Workshop: Training a Political Body: Responsiveness, Resistance, and Resilience

FLOCK member Danielle Ross is thrilled to host a workshop by friend and mentor Ann Cooper Albright. How do we train for a political body – one that is responsive, resistant, and resilient? How do we engage our citizenship as dancers? Bridging the divide between political action and somatic instruction, this class draws on practices informed by Contact Improvisation and Body-Mind Centering to explore how intentional physical training can provide an embodied ground for our activism. This workshop is open to everybody, but will require that participants dance, sing, write and move together.
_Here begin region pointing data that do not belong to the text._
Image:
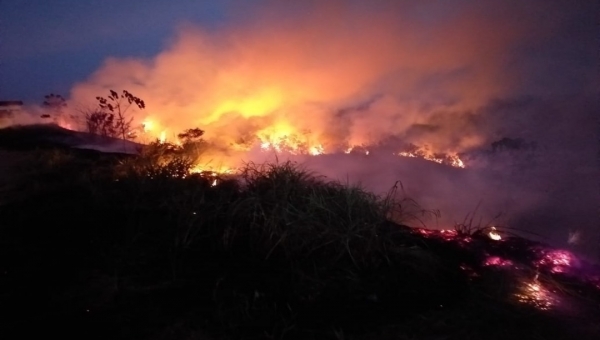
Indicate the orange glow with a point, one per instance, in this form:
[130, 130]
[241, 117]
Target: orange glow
[320, 86]
[493, 234]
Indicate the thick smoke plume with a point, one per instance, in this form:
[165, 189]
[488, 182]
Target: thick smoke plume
[332, 75]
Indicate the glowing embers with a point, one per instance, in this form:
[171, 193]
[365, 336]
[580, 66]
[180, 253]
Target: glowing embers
[557, 261]
[211, 174]
[535, 294]
[451, 159]
[493, 234]
[496, 261]
[282, 137]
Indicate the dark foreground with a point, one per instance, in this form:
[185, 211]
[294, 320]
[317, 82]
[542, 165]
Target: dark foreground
[122, 247]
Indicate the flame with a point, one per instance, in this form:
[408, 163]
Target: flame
[267, 84]
[493, 234]
[451, 158]
[533, 293]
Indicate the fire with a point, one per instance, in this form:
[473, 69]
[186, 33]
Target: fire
[533, 293]
[493, 234]
[451, 159]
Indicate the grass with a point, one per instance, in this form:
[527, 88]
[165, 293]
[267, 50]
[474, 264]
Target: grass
[121, 247]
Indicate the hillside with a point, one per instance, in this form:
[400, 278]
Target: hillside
[114, 246]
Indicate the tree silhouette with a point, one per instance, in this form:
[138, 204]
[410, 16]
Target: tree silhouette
[110, 118]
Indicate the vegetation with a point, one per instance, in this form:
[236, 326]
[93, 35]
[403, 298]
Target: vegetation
[110, 117]
[135, 247]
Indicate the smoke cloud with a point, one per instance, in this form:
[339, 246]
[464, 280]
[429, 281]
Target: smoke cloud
[336, 74]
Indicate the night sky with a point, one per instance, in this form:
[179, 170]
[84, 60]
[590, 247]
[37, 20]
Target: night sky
[47, 46]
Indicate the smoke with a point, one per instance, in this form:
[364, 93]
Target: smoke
[335, 74]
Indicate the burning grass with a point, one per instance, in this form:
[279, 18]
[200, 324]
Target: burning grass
[144, 247]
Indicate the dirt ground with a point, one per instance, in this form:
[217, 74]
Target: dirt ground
[9, 170]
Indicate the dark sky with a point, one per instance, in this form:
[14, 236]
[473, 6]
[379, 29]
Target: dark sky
[46, 46]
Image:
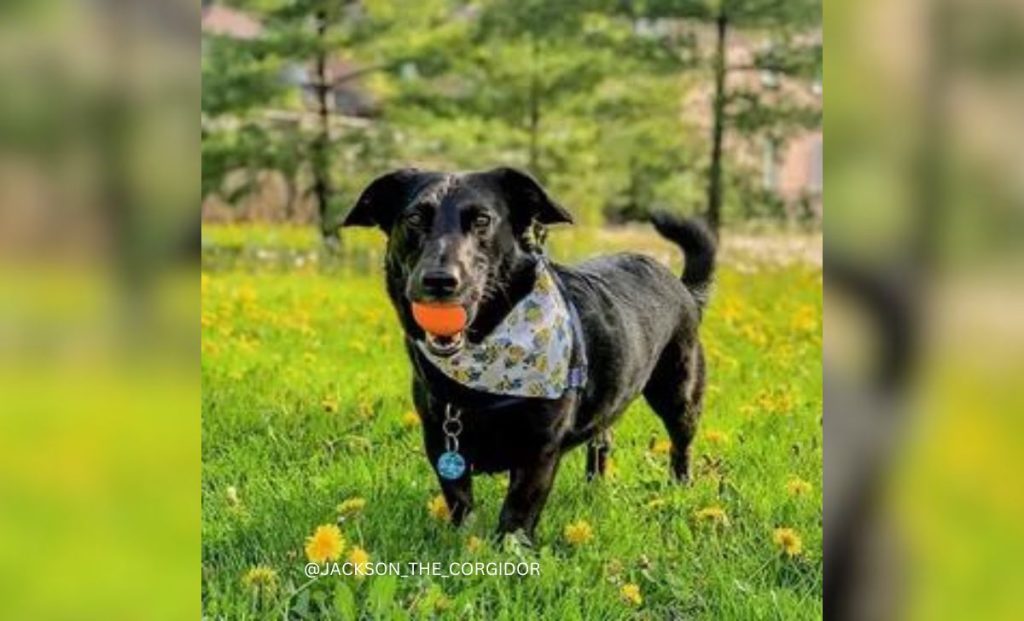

Saturday Jan 21st // $20-$25 // no one turned away from lack of funds // Email daniyellross@gmail.com to reserve your place


BIO: A dancer and a scholar, Ann Cooper Albright is Professor and Chair of Dance at Oberlin College and President of the Society of Dance History Scholars. This past year she has been teaching in Athens, Greece, Seoul, Korea, and Berlin, Germany – all places where public protest is alive and well and invigorated by conversations with artists from all disciplines. She has been teaching and dancing Contact Improvisation for over two decades and this work informs her latest book, Gravity Matters: finding ground in an unstable world. Combining her interests in movement and cultural theory, she is involved in teaching a variety of courses that seek to engage students in both practices and theories of the body. She is the author of Engaging Bodies: the Politics and Poetics of Corporeality (2013), which won the Selma Jeanne Cohen Prize from the American Society for Aesthetics; Modern Gestures: Abraham Walkowitz Draws Isadora Duncan Dancing (2010); Traces of Light: Absence and Presence in the Work of Loie Fuller (2007); Choreographing Difference: the Body and Identity in Contemporary Dance (1997) and co-editor of Moving History/Dancing Cultures (2001) and Taken By Surprise: Improvisation in Dance and Mind (2003). The book, Encounters with Contact Improvisation (2010), is the product of one of her adventures in writing and dancing and dancing and writing with others. Ann is founder and director of Girls in Motion, an award winning afterschool program in the Oberlin public schools and co-director of Accelerated Motion: Towards a New Dance Literacy.